COURSEWORK ASSIGNMENT
MODULE: CMP-6026A/CMP-7016A – Audio-visual processing
ASSIGNMENT TITLE: Design, implementation and evaluation of a speech recognition system
DATE SET: Week 1
PRACTICAL DEMONSTRATION: Week 7 Wednesday (slot to be advised) – 5th Nov 2025
RETURN DATE: Friday of Week 8
ASSIGNMENT VALUE: 50%
LEARNING OUTCOMES
• Explain how humans produce speech from audio and visual perspectives and how these differ across different speech sounds and be able to give examples of how these are subject to noise and distortion
• Apply a range of tools to display and process audio and visual signals and be able to analyse these to find structure and identify sound or visual events
• Transfer knowledge learnt into code that extracts useful features from audio and visual data to provide robust and discriminative information in a compact format and apply this to machine learning methods
• Design and construct audio and visual speech recognisers and evaluate their performance under varying adverse operating conditions
• Work in a small team and organise work appropriately using simple project management techniques before demonstrating accomplishments within a professional setting
SPECIFICATION
Overview
This assignment involves the design, implementation and evaluation of a speaker-dependent speech recognition system to recognise the names of 20 students taken from the CMP-6026A/CMP-7016A modules in clean and noisy conditions.
Description
The task of building and testing a speech recogniser can be broken down into five stages:
i) Speech data collection and labelling
ii) Feature extraction
iii) Acoustic modelling
iv) Noise compensation
v) Evaluation
The speech recogniser is to be speaker-dependent which means that it will be trained on speech from just a single speaker and should also be tested on speech from only that speaker.

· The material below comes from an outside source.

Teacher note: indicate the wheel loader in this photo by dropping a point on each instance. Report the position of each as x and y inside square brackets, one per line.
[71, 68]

The vocabulary is a set of 20 names taken from the students studying the CMP-6026A and CMP-7016A, which will be provided by separately.
The twenty names have been selected to be words that are distinctive, some that are confusable with others and some that are short. Your recogniser will perform isolated word recognition. This means that, during testing, you will provide it with the audio of a single name, and the recogniser will output a single label providing its classification of that speech.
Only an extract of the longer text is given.